RAG-DocBot is a self-hosted, on-premise Retrieval-Augmented Generation (RAG) backend designed for companies that want to run an internal, privacy-preserving AI assistant on their own infrastructure.
It is a backend service and tooling — a separate UI project provides the frontend. Together they form a complete document-grounded chat assistant that runs entirely on your own servers.

Vision
RAG-DocBot is built around the principle that your data should never leave your infrastructure:
- Full data ownership — no SaaS dependency, no third-party data processing
- On-prem deployment — including air-gapped environments with no outbound internet
- Configurable for CPU and GPU — runs on commodity hardware as well as GPU-accelerated servers
- Transparent pipeline — every step from document ingestion to answer generation is visible and controllable
- Scales from small teams to enterprise — license-gated tiers to match your workload
Key Capabilities
| Capability | Description |
|---|---|
| On-premise by design | All data stays on your infrastructure.

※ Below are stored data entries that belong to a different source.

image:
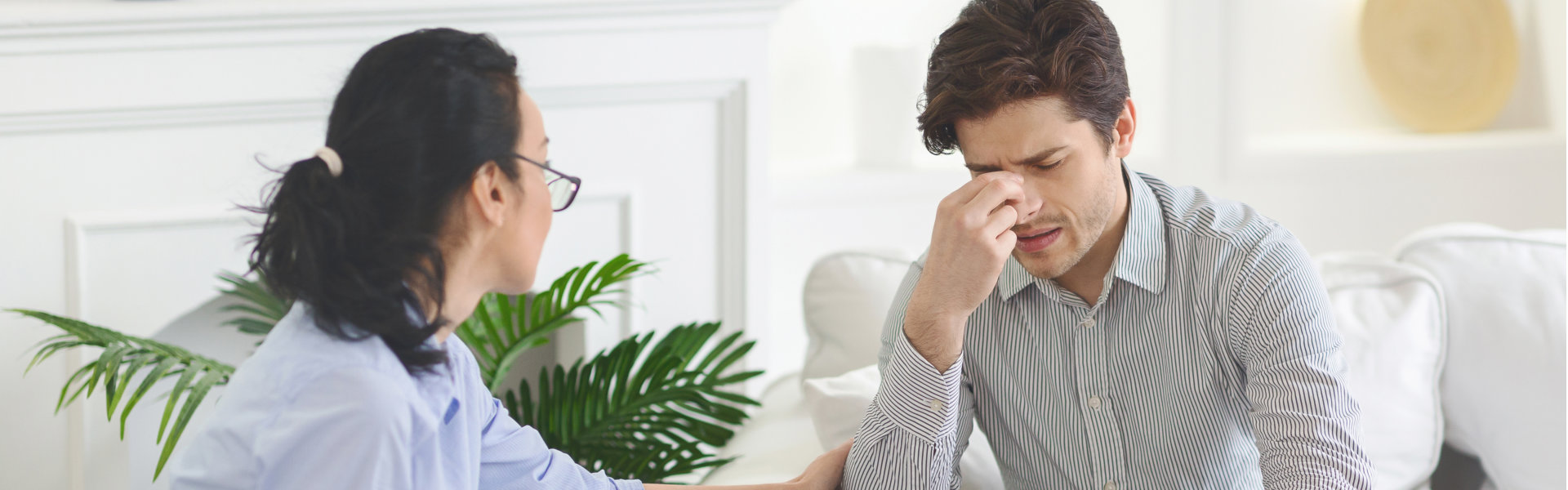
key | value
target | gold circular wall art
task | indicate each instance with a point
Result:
(1440, 65)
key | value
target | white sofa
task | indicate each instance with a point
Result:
(1454, 338)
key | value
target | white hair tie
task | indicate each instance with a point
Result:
(334, 163)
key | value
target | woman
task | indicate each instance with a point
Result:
(433, 189)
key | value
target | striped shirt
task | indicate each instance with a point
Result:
(1209, 362)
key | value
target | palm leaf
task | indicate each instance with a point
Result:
(502, 327)
(117, 368)
(642, 410)
(257, 310)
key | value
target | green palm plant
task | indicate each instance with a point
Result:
(647, 421)
(666, 410)
(122, 357)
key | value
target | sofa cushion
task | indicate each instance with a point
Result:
(845, 301)
(1503, 387)
(1390, 316)
(838, 404)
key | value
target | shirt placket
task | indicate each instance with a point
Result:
(1092, 377)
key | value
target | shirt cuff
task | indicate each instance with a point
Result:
(916, 396)
(627, 484)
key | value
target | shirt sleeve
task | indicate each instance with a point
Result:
(910, 437)
(369, 423)
(513, 456)
(1283, 328)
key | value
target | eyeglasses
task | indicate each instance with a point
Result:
(564, 187)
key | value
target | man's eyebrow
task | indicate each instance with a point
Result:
(1034, 159)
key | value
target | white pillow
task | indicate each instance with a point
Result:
(1392, 319)
(1503, 387)
(845, 301)
(838, 404)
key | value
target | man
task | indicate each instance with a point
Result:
(1104, 328)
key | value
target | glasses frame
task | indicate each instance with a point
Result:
(577, 184)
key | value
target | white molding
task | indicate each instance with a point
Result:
(629, 228)
(165, 117)
(733, 207)
(284, 110)
(78, 228)
(199, 25)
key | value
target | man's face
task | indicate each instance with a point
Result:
(1073, 183)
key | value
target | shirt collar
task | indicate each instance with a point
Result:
(1140, 258)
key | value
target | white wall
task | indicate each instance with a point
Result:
(1261, 101)
(132, 127)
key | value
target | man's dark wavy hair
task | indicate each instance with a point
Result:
(1007, 51)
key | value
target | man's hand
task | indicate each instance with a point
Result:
(969, 245)
(825, 471)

No telemetry, no external API calls. |
| Source connectors | Ingest documents via file upload, GitHub, Slack, or local directories. |
| Async job system | Document ingestion and indexing run as background jobs — no blocking the API. |
| Persistent storage | PostgreSQL for application data, Redis for live job state, Qdrant for the vector index. |
| JWT auth & RBAC | Role-based access control with viewer, editor, and admin roles. |
| License-gated plan limits | FREE, PRO, and ENTERPRISE tiers with configurable document and storage limits. |
| CPU & GPU support | Works on standard CPU servers and CUDA-capable GPU servers. |
Current Status
RAG-DocBot is at v1.0.0 and under active development. See the Changelog for the full release history.